I have my own collection of plugins to give interesting information to Ganglia, a popular distributed cluster monitoring application. This is to supplement the list at sourceforge, which has been closed for a long time and I don't really like most of the metrics there anyways. All of these metrics are aimed at Linux, though some of them will work (or could be ported to) other operating systems. I call each of these scripts once every two minutes from /etc/cron.d/ganglia (don't forget the user field - root).
Without further ado...
ganglia-logtailer is a python framework to gather arbitrary information from a logfile and report it into the ganglia infrastructure using gmetric. For a long time it's been easy to gather metrics from components that allow you to query them (for example, you can ask mysql for the number of questions to get query count). However, applications that don't have a network interface or other method of querying them for state have been a challenge.
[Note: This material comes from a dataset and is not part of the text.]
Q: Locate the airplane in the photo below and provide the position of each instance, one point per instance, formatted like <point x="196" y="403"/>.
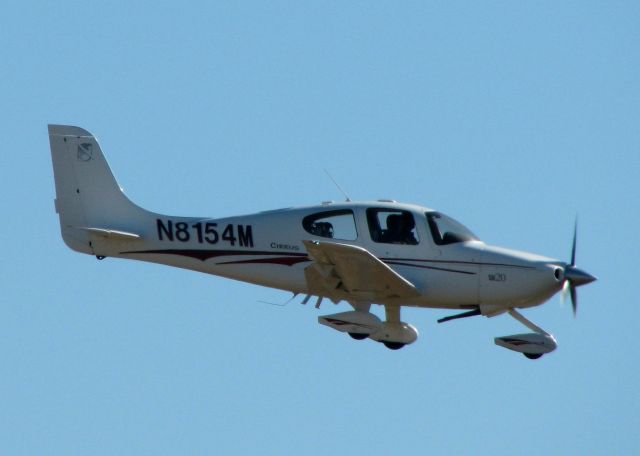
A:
<point x="368" y="252"/>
Nearly everything writes a log, though, so the ganglia-logtailer allows you parse the log for relevant information, aggregate it, and report it to ganglia.
We've included a number of modules with ganglia-logtailer for different logs: apache, unbound, slapd, bind, postfix, and a 'dummy' that you can use as a template for new log formats. Adapting the framework to gather information from a new application involves writing a regular expression to match the log lines you're interested in, filling in the function to collect the data from each line, and finally filling in the function that aggregates that data into values to report via gmetric. ganglia-logtailer itself is then invoked as a daemon or called from cron (how we do it) on a regular basis.
ganglios is a method for integrating ganglia and nagios. Its goal is to provide the (current) data collected by ganglia to nagios in a format that makes it easy to query. When nagios can easily query the ganglia data, it becomes trivial to set up alerts based on data ganglia reports.
Ganglia ramdisk is a collection of a cronjob and a start script that help you set up the gmetad rrds repository on a ramdisk intsead of using physical disk. This helps as your cluster grows. Missing is grub.conf, which should be modified to specify the size of the ramdisk you wish to create. Also missing is switching /var/lib/ganglia/rrds (or wherever your default storage is) to a symlink and pointing it to the ramdisk.
2007-03-08 nfsd_gmetric.pl (local mirror)
nfsd_gmetric.pl is a script written by Vladimir Vuksan that collects information about the NFSd server, including access, getattr, setattr, remove, etc. It reads the info straight out of /proc, which makes it nice and light weight. All his ganglia gmetric scripts can be found at his ganlia gmetric repository.
mcd_gmetric.sh collects metrics from the excellent memcached package. The metrics it collects include total number of connections and items, in addition to the number of gets, sets, and hits per second and the overall hit percentage. Knowing these numbers greatly helps you tune your memcached installation. Please Note: this version of the script only works with memcached version 1.1.13. To change it to work with different versions, the index into the array holding the stats must change; the package reports different stats with each version. Really, the fault lies in my inflexible code which I will fix one of these days, but until then, you must tailor this script to your installed version. (p.s. versions prior to 1.1.13 can't take more than 3GB RAM due to a bug. That's why I use 1.1.13... ;)
Jan Miczaika has written a more stable version (that actually keys off the memcached stat name rather than its postition) that is available on the HitFlip Open Source page. His doesn't report the hit percentage yet, but he is planning on adding some of my stats to his script. So our two scripts are on a convergent path towards perfection... :)
Credit for this script goes to Nicolas Marchildon. ganglia_apache.pl interfaces with apache to report the number of queries per second, sorted by return code (200 = ok, 300 = redirect, etc.) This script is not called from cron, but instead hooks into apache via the following two lines in the httpd.conf file:
LogFormat "%>s" status_only CustomLog "|/path/to/apache-logs-to-ganglia.pl -d 10" status_only
disk_wait_gmetric.sh collects the '%utilization' and 'await' statistics about each device. This script runs for 30s to collect the needed information. It also requires iostat from the sysstat package
mysql_gmetric.sh collects the following metrics from mysql:
- number of threads
- number of queries per second
- number of slow queries per second (though this metric is kinda meaningless)
- seconds a slave is behind the master (if it is a slave)
network_gmetric.sh collects network usage statistics on a per-interface level. This script collects its information directly from /proc/net/dev and looks for devices that are named 'eth', so it will only work on Linux.
sensors_gmetric.sh collects CPU temperature and voltage on a Tyan motherboard. This is my least happy script.
disk_gmetric.sh collects the number of writes and reads per disk. It requires the 'iostat' program, from the sysstat package.